On vérifiera de la sorte que, grâce à la mise en contact de ces deux domaines de savoir et de langage par un mode d’écriture mixte, surgissent, comme autant d’étincelles, des intuitions épistémologiques qui rendent leur appariement fécond. Aussi trouvera-t-on à toutes les époques, et par le biais de tous les genres, ces œuvres d’entre-deux qui bravent, plus ou moins frontalement, les cloisonnements disciplinaires. Néanmoins, il existe des configurations historico-juridiques qui en favorisent, plus que d’autres, le foisonnement, et conduisent à déplacer les lignes chronologiques selon le versant problématique qu’on décide d’envisager.

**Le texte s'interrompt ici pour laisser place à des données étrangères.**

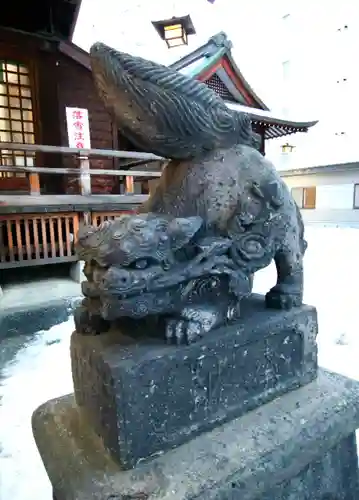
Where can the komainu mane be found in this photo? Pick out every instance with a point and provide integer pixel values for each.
(220, 213)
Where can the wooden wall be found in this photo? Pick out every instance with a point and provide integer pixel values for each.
(59, 81)
(76, 88)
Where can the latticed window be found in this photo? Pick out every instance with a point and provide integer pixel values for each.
(216, 84)
(16, 114)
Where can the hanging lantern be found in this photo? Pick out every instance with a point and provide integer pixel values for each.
(287, 148)
(175, 31)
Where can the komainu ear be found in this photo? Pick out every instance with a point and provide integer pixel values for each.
(182, 229)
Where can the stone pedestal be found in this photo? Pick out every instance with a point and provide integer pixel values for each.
(300, 446)
(144, 398)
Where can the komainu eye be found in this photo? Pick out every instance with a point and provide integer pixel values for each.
(141, 264)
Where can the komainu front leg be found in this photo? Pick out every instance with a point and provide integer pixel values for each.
(288, 292)
(194, 322)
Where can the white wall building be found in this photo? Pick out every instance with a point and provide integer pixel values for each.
(298, 55)
(320, 74)
(318, 54)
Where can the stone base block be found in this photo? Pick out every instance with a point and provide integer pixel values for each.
(301, 446)
(143, 397)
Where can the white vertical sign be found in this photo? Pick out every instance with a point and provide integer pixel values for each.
(78, 128)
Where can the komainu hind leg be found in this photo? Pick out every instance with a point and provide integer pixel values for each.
(288, 292)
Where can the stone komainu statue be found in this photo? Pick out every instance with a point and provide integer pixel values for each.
(220, 213)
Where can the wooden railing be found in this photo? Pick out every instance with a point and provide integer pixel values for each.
(37, 239)
(42, 238)
(83, 172)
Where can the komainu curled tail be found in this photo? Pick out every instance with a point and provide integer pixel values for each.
(246, 215)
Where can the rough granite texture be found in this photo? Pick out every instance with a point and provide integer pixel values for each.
(144, 398)
(298, 447)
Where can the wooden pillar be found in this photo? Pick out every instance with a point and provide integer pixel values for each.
(262, 132)
(34, 183)
(129, 183)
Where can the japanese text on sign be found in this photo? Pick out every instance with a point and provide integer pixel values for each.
(78, 128)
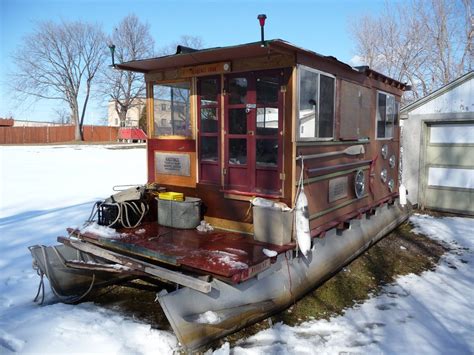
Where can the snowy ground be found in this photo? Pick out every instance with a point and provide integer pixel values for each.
(43, 190)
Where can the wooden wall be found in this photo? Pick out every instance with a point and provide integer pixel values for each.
(55, 134)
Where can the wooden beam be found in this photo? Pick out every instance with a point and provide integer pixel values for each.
(139, 265)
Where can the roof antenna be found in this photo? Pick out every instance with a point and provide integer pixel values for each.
(112, 52)
(261, 18)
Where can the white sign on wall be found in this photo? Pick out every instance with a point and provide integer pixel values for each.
(172, 164)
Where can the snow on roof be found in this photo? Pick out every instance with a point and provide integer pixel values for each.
(131, 133)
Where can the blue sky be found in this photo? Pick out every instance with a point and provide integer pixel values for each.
(320, 25)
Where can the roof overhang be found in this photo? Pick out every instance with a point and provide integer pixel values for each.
(249, 50)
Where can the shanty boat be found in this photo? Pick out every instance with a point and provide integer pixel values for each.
(291, 156)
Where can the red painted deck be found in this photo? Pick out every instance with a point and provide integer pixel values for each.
(232, 256)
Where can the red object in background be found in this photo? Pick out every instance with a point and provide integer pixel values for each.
(6, 122)
(131, 134)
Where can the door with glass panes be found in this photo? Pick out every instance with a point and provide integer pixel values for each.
(253, 132)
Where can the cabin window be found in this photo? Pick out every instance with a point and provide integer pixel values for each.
(209, 129)
(171, 109)
(387, 114)
(316, 104)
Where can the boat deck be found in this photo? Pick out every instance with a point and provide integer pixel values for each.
(230, 256)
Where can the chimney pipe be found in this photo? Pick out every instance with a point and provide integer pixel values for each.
(261, 18)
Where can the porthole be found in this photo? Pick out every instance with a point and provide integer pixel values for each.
(384, 151)
(359, 183)
(391, 161)
(391, 185)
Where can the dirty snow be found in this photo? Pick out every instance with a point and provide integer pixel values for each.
(208, 317)
(269, 253)
(426, 314)
(45, 189)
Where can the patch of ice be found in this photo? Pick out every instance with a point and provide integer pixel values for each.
(265, 203)
(269, 253)
(232, 263)
(101, 231)
(228, 259)
(208, 317)
(236, 251)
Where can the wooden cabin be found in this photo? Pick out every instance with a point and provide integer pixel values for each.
(228, 124)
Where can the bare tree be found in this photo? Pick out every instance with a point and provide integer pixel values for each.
(427, 43)
(63, 116)
(126, 89)
(59, 61)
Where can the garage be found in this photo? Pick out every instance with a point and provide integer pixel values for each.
(448, 161)
(438, 148)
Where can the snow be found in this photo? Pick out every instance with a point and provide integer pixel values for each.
(46, 189)
(229, 259)
(426, 314)
(208, 317)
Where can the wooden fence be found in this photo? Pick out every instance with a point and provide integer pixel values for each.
(55, 134)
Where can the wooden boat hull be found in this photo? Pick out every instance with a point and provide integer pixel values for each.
(199, 318)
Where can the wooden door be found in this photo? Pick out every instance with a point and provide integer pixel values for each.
(253, 133)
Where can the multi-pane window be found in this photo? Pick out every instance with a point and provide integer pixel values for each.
(387, 114)
(171, 111)
(316, 104)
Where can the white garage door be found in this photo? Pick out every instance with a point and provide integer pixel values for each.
(449, 167)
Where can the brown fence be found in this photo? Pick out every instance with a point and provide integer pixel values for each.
(55, 134)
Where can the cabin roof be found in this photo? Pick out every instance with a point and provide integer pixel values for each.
(248, 50)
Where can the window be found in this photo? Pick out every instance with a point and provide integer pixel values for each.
(387, 114)
(316, 104)
(175, 121)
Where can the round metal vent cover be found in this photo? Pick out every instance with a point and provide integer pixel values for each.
(391, 185)
(391, 161)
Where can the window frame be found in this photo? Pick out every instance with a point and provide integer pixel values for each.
(396, 116)
(298, 80)
(192, 92)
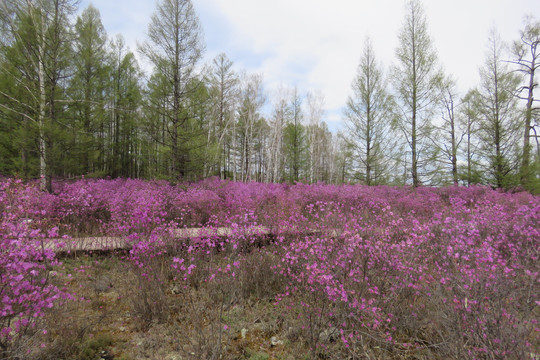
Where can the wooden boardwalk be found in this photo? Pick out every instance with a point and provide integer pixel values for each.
(108, 243)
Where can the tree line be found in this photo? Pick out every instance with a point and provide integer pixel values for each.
(74, 102)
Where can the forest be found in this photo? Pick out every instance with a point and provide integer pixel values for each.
(75, 103)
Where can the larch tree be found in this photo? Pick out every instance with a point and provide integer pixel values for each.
(224, 92)
(447, 136)
(295, 138)
(416, 79)
(368, 117)
(499, 115)
(37, 39)
(175, 46)
(88, 86)
(526, 55)
(468, 119)
(252, 100)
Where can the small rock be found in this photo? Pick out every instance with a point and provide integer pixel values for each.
(102, 284)
(275, 342)
(106, 356)
(329, 335)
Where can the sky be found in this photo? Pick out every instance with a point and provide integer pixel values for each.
(316, 45)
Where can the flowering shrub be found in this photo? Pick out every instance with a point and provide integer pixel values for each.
(449, 270)
(25, 292)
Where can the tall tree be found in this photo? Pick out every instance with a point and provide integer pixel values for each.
(447, 135)
(119, 143)
(295, 137)
(39, 44)
(249, 116)
(224, 92)
(469, 124)
(416, 79)
(275, 151)
(87, 87)
(316, 135)
(526, 54)
(368, 117)
(499, 112)
(175, 46)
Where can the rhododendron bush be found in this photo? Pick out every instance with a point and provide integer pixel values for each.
(453, 270)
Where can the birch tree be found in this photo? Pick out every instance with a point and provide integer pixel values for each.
(368, 116)
(37, 37)
(526, 55)
(175, 47)
(416, 79)
(499, 115)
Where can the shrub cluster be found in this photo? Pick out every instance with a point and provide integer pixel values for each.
(453, 271)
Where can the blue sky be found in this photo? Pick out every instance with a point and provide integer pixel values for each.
(315, 45)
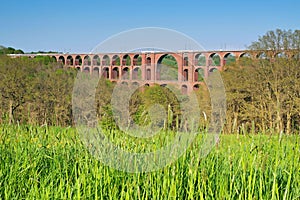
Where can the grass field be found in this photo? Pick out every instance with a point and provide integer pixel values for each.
(52, 163)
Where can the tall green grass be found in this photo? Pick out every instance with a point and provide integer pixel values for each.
(52, 163)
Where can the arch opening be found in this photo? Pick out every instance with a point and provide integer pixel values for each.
(126, 60)
(167, 68)
(105, 73)
(199, 75)
(137, 74)
(116, 60)
(229, 58)
(106, 60)
(96, 60)
(137, 60)
(96, 71)
(214, 60)
(70, 60)
(78, 60)
(184, 89)
(87, 61)
(185, 75)
(200, 60)
(185, 61)
(148, 61)
(61, 60)
(115, 73)
(148, 74)
(125, 73)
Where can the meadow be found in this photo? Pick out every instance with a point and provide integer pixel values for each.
(52, 163)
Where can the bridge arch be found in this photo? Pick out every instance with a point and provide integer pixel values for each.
(137, 73)
(185, 61)
(245, 55)
(137, 60)
(106, 60)
(229, 58)
(200, 60)
(125, 73)
(96, 60)
(185, 75)
(148, 61)
(167, 68)
(70, 60)
(105, 72)
(78, 60)
(87, 69)
(87, 60)
(116, 60)
(126, 60)
(61, 60)
(214, 59)
(199, 74)
(115, 73)
(184, 89)
(148, 74)
(96, 71)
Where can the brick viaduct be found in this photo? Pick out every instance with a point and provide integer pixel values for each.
(142, 68)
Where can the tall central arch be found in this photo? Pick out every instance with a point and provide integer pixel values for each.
(167, 68)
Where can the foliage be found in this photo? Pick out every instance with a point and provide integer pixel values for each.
(264, 94)
(10, 50)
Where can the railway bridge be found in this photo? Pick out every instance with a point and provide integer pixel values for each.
(188, 68)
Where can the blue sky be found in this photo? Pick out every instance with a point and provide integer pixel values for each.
(78, 26)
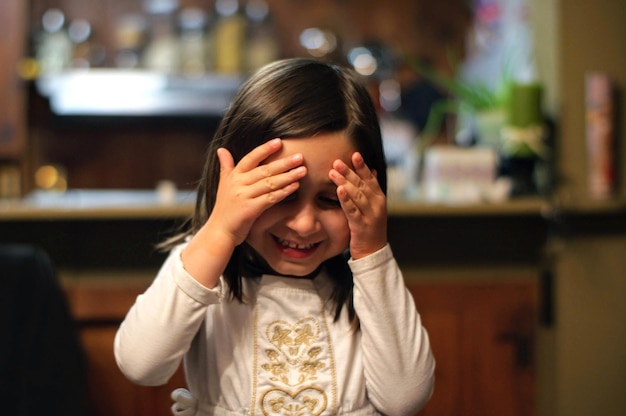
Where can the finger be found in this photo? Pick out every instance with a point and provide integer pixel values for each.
(274, 183)
(227, 163)
(259, 154)
(361, 168)
(276, 167)
(349, 207)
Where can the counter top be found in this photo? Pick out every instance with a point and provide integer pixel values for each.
(119, 204)
(85, 204)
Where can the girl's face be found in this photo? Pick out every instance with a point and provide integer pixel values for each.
(296, 235)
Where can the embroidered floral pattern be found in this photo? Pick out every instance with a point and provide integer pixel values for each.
(293, 363)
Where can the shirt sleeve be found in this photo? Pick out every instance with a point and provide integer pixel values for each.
(159, 328)
(397, 358)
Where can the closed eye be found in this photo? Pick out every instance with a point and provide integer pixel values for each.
(331, 202)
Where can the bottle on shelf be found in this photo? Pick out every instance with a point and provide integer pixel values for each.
(229, 37)
(130, 34)
(195, 46)
(86, 52)
(162, 50)
(261, 42)
(53, 48)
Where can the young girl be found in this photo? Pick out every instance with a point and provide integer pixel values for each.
(284, 297)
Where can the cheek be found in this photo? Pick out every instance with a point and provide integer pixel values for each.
(337, 227)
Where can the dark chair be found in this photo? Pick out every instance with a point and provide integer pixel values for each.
(42, 364)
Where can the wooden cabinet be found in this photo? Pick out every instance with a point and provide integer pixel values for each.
(99, 309)
(482, 339)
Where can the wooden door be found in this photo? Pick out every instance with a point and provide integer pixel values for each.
(482, 339)
(12, 98)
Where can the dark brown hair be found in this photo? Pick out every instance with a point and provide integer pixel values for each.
(292, 98)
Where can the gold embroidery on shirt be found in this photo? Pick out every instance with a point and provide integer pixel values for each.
(308, 401)
(298, 351)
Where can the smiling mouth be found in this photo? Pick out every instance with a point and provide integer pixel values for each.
(292, 245)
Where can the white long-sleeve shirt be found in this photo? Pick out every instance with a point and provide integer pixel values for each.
(281, 352)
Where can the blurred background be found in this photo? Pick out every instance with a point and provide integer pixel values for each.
(503, 128)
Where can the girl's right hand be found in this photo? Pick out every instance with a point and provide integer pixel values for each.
(250, 187)
(243, 193)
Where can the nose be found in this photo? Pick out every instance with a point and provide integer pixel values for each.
(304, 220)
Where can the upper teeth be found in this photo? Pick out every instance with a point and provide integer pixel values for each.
(290, 244)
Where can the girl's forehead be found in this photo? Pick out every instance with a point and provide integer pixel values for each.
(320, 148)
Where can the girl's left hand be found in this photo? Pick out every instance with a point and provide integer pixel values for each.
(364, 205)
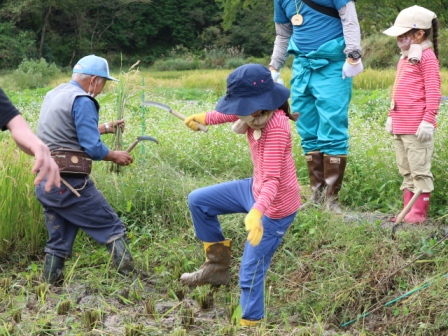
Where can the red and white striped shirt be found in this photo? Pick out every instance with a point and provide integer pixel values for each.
(275, 187)
(417, 93)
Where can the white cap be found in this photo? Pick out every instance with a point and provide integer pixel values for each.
(409, 18)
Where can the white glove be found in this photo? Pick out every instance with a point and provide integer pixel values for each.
(389, 125)
(276, 77)
(350, 70)
(425, 132)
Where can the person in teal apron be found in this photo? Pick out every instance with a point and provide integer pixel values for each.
(325, 60)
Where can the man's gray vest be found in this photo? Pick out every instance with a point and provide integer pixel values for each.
(56, 127)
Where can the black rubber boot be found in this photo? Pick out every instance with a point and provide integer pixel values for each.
(121, 256)
(53, 267)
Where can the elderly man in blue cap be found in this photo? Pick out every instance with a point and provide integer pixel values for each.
(68, 125)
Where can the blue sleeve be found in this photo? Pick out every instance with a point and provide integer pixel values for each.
(86, 120)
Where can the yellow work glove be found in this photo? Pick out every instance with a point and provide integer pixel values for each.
(254, 226)
(195, 119)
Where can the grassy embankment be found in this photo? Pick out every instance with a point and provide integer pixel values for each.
(329, 269)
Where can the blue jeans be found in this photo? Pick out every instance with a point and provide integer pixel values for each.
(65, 214)
(236, 197)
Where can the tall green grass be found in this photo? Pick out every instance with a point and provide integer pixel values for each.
(21, 215)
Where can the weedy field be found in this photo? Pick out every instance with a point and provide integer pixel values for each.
(332, 275)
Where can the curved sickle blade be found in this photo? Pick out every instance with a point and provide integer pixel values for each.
(175, 113)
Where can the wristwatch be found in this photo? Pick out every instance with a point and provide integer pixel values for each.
(355, 55)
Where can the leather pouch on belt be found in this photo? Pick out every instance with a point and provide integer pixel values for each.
(72, 161)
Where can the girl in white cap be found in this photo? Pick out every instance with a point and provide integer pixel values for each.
(414, 105)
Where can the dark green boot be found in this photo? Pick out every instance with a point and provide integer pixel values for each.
(53, 267)
(121, 256)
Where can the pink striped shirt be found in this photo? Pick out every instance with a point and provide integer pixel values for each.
(275, 186)
(417, 93)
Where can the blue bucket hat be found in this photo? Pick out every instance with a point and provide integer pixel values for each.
(94, 66)
(250, 88)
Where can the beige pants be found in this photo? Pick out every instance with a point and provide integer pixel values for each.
(414, 162)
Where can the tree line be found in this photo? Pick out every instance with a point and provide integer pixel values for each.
(62, 31)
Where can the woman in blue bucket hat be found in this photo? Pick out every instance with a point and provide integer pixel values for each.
(270, 198)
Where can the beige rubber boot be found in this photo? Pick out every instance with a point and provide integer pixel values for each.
(215, 270)
(334, 168)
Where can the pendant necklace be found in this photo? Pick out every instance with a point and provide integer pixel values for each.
(297, 19)
(401, 70)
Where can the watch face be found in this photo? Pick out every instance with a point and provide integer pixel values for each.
(354, 54)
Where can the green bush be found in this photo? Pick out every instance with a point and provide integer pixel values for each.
(14, 45)
(32, 74)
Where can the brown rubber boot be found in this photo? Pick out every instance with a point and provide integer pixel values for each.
(53, 267)
(334, 168)
(215, 270)
(315, 163)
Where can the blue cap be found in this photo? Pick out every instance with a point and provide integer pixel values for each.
(94, 66)
(250, 88)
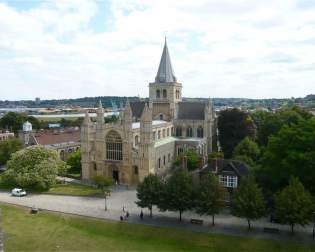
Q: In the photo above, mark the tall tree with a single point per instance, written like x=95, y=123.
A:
x=103, y=182
x=177, y=194
x=294, y=205
x=248, y=201
x=209, y=196
x=74, y=161
x=7, y=148
x=34, y=167
x=149, y=192
x=234, y=125
x=290, y=153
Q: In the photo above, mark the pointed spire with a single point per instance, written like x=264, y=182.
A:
x=165, y=73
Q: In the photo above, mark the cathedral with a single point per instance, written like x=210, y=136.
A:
x=149, y=135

Lorsqu’on ne dresse pas une Histoire systématique ni un inventaire, c’est dans ces périodes où les deux disciplines, dont le rythme d’évolution diffère fortement, se trouvent mises, pour ainsi dire, bord à bord, qu’il est particulièrement instructif d’analyser la production jurislittéraire.
Ainsi avais-je d’abord sélectionné, pour le versant Droit en Lettres, des œuvres du xixe siècle, qui s’avère à bien des égards, en France, un âge d’or jurislittéraire, dans la mesure où s’y combinent les effets d’une importante mutation juridique, la promulgation du Code civil, et l’épanouissement incomparable du roman « réaliste », genre privilégié par la bourgeoisie post-révolutionnaire. Des recherches similaires m’ont permis ensuite de mettre en évidence, aux xxe et xxie siècles, et cette fois bien au-delà de l’Hexagone, une autre importante cristallisation conjoncturelle propice à l’émergence d’œuvres jurislittéraires : celle de l’après-deuxième guerre mondiale, théâtre d’une faillite juridique sans
précédent, de reclassements géopolitiques d’envergure et d’un foisonnement normatif destiné à prévenir le retour de l’inhumanité sous un masque légal.
Alors que le premier versant a intensivement bénéficié, depuis quelques décennies, des faveurs de la critique, le versant Lettres en Droit, dont la mise en œuvre est sensiblement plus rare, est resté en revanche presqu’inexploré. C’est que la question d’une conjonction déterminante entre l’Histoire du Droit et l’Histoire des Lettres, si elle est parfaitement réversible, semble plus compliquée dans un sens que dans l’autre. Il existe manifestement une plus grande difficulté à écrire du Droit sur le mode littéraire qu’à recréer littérairement la juridicité. Obstacles d’écriture et tabous de culture, sur lesquels j’aurai l’occasion de revenir plus d’une fois, potentialisent en l’occurrence leurs effets dissuasifs, et voilà sans doute pourquoi la clarté de l’affichage disciplinaire se révèle aussi déterminante. Non que l’étiquette littéraire annonce forcément un contenu en juridicité léger ou approximatif, mais elle risque peu ou prou de brouiller l’impératif de la sécurité disciplinaire sur laquelle les juristes ne peuvent être qu’intransigeants. Autrement dit, un juriste sera d’autant mieux disposé à exploiter la manière dont la littérarité est susceptible d’éclairer et de stimuler son expérience juridique qu’il aura garanti son exposé contre toute confusion discursive.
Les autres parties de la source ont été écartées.